The only thing they could understand were the maps—dozens of them drawn with painstaking detail that covered the known and unknown regions of the Albeder Sea. Each map was marked with the rising triangle symbol of the Risen, but to what purpose no one knew. Talek and the Horizon had been in Saeli for decades, so the need for such maps wasn’t clear, but they had to be important.
“It’s probably nothing,” Nessa suggested and pointed at the region near Saeli. “They marked all the little fishing villages near Saeli and even the logging camps up in the mountains. There’s nothing special about those. They were just being thorough.”
“I guess.” Lydia sighed. “Sorry, I’m just being paranoid. How did the negotiations go? Did you ask about the new clothing for us?”
“Not yet,” Tristan groaned, rubbing his forehead. He’d completely forgotten about that request. “It might be too late for that to be part of these discussions but I’m sure we can find something to trade in the hold.”
“It’s okay. More important to take care of the
big stuff first.”
“All of that is uncertain too.” Tristan stared up at the ceiling wishing it was over, but then smiled. The headache of negotiations with Saeli was a minor inconvenience compared to what he had been through rescuing Nessa and Annik. The Horizon was finally clean, and he wanted to relax and celebrate. “But we’re all safe and together and I believe a certain someone said something about needing the rest of us to help fill a fryer with oil? Something about frying battered bread with gooey cheese in the middle?”
“Yes!” Serana straightened, a serious look on her face. “Tristan, Annik, can you two help me carry the barrel from the hold? It’s a big fryer and Stewart was concerned we might not be able to move the barrels with so few of us.”

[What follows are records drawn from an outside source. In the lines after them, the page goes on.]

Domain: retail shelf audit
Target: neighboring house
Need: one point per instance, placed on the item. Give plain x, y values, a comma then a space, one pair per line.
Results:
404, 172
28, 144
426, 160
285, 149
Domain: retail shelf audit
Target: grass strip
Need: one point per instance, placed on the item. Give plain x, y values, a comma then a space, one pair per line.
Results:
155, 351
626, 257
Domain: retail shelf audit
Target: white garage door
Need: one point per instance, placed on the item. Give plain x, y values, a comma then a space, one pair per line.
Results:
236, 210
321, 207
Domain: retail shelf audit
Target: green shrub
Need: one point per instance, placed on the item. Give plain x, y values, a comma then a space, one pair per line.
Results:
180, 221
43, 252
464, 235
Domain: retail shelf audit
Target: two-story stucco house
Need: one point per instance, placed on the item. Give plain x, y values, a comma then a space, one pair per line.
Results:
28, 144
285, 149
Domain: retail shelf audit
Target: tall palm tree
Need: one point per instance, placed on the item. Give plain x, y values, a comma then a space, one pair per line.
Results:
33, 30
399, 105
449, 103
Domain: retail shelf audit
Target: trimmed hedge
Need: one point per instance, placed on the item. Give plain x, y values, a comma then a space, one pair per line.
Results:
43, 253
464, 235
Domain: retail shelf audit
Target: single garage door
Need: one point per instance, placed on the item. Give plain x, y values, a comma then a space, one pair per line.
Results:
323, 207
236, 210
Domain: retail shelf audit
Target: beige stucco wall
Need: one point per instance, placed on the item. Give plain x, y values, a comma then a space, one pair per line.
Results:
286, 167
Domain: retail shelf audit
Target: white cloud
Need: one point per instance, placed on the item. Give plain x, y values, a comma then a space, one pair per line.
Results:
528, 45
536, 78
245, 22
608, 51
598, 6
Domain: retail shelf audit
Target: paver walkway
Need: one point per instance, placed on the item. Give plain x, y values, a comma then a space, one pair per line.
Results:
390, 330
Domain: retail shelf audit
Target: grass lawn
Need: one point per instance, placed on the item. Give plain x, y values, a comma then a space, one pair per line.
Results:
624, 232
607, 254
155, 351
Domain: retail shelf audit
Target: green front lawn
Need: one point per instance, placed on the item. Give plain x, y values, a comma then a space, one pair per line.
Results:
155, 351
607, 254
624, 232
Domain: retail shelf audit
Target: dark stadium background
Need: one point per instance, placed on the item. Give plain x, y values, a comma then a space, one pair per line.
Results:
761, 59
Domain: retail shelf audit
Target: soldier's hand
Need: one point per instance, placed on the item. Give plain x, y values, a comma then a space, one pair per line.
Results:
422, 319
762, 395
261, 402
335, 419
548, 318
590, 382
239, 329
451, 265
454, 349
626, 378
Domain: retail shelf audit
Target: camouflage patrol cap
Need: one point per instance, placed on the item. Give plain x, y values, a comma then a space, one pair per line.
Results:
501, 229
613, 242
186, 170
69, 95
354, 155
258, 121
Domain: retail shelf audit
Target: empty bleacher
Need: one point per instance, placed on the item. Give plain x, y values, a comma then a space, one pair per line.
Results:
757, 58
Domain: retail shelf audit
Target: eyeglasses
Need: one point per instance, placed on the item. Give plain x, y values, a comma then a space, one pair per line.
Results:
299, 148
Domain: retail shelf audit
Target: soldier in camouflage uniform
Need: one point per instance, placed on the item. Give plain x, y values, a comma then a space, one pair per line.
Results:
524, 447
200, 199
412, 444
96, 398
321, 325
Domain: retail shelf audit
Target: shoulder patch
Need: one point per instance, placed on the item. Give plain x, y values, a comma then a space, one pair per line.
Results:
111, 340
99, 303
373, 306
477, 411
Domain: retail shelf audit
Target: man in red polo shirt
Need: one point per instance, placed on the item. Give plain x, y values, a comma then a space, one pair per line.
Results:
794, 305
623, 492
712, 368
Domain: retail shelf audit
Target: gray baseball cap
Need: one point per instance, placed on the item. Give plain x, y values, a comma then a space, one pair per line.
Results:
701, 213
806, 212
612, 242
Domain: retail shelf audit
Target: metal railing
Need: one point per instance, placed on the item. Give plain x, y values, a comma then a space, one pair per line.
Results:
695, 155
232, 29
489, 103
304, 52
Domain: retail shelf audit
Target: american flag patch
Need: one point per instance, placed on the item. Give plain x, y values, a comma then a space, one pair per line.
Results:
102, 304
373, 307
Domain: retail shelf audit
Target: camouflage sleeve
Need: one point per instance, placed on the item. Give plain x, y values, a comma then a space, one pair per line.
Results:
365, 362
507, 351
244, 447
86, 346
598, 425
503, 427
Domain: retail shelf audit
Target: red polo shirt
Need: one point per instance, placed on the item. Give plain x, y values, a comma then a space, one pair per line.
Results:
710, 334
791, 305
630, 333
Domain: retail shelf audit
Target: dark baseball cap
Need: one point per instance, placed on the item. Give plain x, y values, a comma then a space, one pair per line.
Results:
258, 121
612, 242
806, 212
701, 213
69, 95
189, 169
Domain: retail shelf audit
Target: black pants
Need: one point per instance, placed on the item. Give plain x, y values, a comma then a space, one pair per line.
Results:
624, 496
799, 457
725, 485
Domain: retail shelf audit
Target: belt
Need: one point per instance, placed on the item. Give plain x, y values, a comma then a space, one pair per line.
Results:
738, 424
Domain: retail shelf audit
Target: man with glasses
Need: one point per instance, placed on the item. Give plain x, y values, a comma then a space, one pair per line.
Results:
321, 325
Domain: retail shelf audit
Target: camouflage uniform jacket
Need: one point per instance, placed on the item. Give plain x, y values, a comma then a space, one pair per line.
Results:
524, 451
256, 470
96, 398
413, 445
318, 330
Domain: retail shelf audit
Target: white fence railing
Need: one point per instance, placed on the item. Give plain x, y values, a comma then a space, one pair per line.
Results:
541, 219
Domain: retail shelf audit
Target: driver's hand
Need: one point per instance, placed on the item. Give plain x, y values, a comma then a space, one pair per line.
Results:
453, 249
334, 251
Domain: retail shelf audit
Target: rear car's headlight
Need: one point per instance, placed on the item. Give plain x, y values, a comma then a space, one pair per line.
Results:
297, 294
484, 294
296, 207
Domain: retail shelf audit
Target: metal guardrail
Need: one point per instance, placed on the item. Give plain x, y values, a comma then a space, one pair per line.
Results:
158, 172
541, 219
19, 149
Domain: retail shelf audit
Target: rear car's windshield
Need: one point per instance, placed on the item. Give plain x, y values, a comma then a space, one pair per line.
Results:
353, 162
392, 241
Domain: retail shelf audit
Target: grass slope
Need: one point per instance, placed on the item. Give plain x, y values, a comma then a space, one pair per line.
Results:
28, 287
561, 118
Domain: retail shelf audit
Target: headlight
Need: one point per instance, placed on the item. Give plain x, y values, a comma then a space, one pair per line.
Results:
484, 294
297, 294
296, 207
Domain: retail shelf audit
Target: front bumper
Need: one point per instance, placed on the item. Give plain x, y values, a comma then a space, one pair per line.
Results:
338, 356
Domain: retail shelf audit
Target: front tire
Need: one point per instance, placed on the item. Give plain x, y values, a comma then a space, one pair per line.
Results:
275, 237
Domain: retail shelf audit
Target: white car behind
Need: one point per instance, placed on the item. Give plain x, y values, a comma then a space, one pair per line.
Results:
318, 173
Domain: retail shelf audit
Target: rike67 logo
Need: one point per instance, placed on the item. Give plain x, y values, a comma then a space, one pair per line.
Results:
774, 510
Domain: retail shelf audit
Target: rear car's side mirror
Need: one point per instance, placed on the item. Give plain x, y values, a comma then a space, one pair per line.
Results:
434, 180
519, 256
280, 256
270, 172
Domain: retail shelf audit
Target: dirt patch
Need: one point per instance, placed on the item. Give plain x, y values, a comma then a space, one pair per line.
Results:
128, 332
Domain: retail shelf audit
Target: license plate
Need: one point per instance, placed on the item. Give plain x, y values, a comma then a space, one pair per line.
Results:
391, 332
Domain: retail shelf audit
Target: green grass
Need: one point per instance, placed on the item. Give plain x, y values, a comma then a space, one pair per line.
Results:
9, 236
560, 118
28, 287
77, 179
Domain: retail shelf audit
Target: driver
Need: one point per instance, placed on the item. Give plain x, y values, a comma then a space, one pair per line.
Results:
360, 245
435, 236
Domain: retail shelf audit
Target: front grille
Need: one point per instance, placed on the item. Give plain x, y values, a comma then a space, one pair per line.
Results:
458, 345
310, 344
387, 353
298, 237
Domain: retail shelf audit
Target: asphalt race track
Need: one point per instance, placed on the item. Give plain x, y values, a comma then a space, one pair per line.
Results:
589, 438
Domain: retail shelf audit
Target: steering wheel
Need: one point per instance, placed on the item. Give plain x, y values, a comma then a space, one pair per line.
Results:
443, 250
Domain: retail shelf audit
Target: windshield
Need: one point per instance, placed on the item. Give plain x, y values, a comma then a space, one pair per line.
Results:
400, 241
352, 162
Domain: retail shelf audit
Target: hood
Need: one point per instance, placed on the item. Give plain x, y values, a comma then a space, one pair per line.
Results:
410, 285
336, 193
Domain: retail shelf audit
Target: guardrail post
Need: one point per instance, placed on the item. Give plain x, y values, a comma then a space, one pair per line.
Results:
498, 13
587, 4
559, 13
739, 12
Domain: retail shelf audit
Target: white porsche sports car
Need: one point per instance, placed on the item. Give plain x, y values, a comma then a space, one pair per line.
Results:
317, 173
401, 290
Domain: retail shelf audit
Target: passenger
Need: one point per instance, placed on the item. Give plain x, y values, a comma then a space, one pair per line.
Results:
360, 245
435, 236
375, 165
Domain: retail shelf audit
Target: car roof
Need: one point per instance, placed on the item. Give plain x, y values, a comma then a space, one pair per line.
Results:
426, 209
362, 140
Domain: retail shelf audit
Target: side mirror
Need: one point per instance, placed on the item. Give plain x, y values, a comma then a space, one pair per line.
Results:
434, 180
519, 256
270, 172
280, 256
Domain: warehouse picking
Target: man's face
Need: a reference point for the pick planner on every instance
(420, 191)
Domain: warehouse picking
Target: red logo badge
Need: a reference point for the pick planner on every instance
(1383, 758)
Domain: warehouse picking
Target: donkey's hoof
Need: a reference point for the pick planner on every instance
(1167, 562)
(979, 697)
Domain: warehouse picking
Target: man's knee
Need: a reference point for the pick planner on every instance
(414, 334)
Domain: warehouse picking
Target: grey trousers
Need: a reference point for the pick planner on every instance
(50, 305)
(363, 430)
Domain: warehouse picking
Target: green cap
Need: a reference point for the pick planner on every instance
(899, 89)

“We moved that fat ass Talek all the way up to the deck, we’ll move a barrel of oil,” Annik said eagerly. She led the way, Nessa scampering ahead to walk next to her.
“You know,” Nessa ventured warmly to Annik as they walked, “there’s enough room in the captain’s quarters for you too. The bed Talek had delivered is huge and way more comfortable than the cot in your room. You are welcome to…” Nessa rounded the corner, the rest of her invitation inaudible.
Tristan’s heart hammered, and Serana and Lydia giggled when he looked to see if they had overheard.
“Did you two know about this?”
“We figured Nessa was the best to approach her since they’re closest,” Lydia whispered conspiratorially.
“We don’t want Annik feeling left out. She’ll bind with you when she’s ready, but it’s important for her to still feel included until then,” Serana added, a knowing smirk spreading across her face before she continued. “Nessa says she likes to watch, too.”
Tristan slowed to a halt and didn’t know what to say, so he kept his mouth shut rather than potentially add something that would come back to bite him. If his Bound wanted to invite Annik and she wanted to join, he would welcome her eagerly.